ENFERMAGEM E OS DESAFIOS DA DOCÊNCIA

Luciane Sá de ANDRADE, Marlene Fagundes Carvalho GONÇALVES, Escola de Enfermagem de Ribeirão Preto da Universidade de São Paulo - EERP/USP Eixo 02 - Formação continuada e desenvolvimento profissional de professores da educação básica CNPq Universal e CAPES - Pró-Ensino na Saúde E-mail: lucianeandrade@eerp.usp.br 1. Introdução

O curso de Licenciatura oferece um diferencial para o enfermeiro que tem como possibilidade, além de instituições de saúde, o trabalho em escolas técnicas de formação de técnicos de enfermagem.

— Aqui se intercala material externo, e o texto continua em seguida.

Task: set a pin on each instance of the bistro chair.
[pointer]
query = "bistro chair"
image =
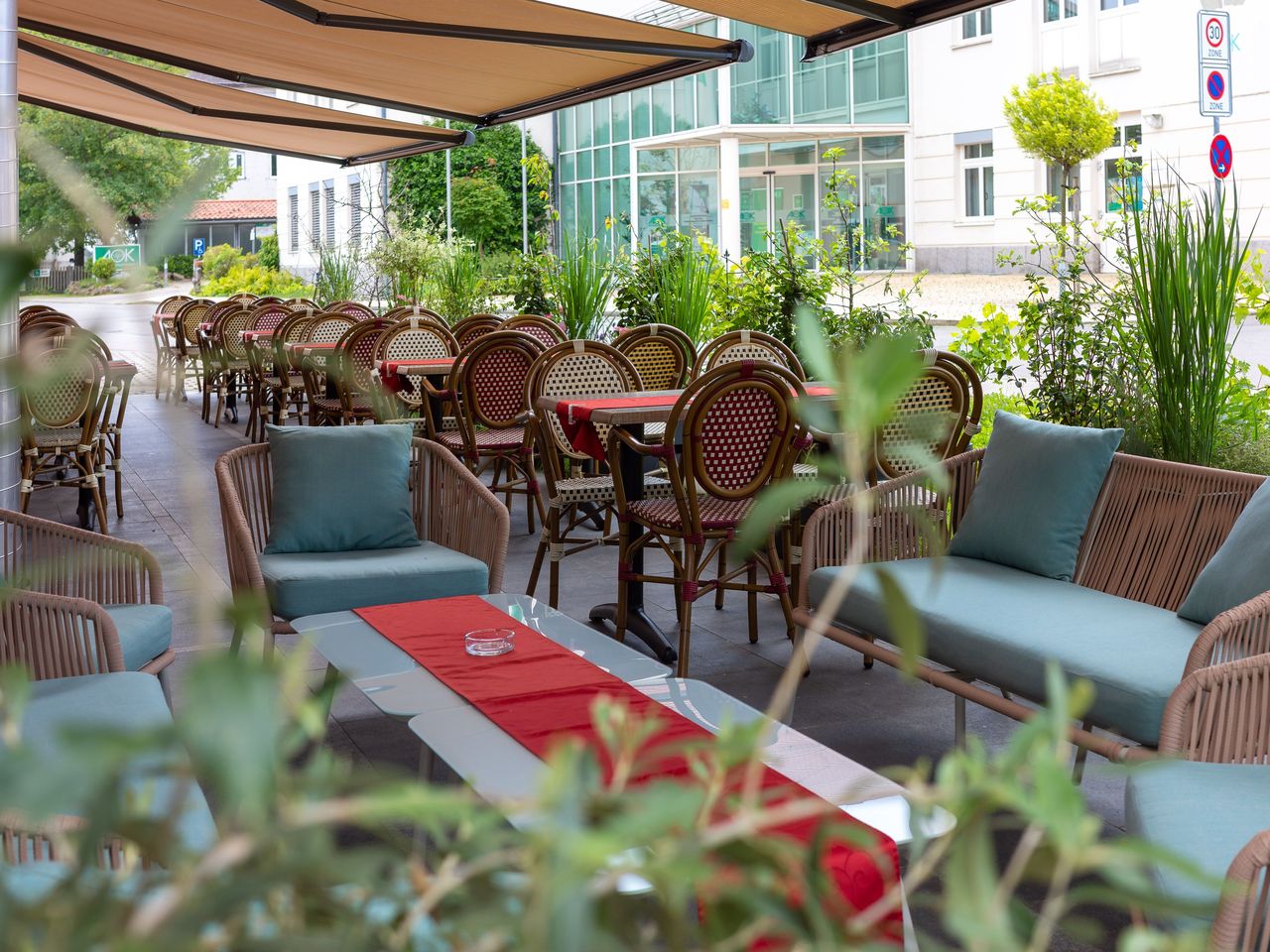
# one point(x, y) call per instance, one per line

Este trabalho busca analisar os desafios enfrentados por egressos de um Curso de Licenciatura em Enfermagem para o desenvolvimento de atividades no campo da docência. A pesquisa tem como participantes egressos do Curso de Bacharelado e Licenciatura em Enfermagem de Ribeirão Preto da Universidade de São Paulo – EERP/USP.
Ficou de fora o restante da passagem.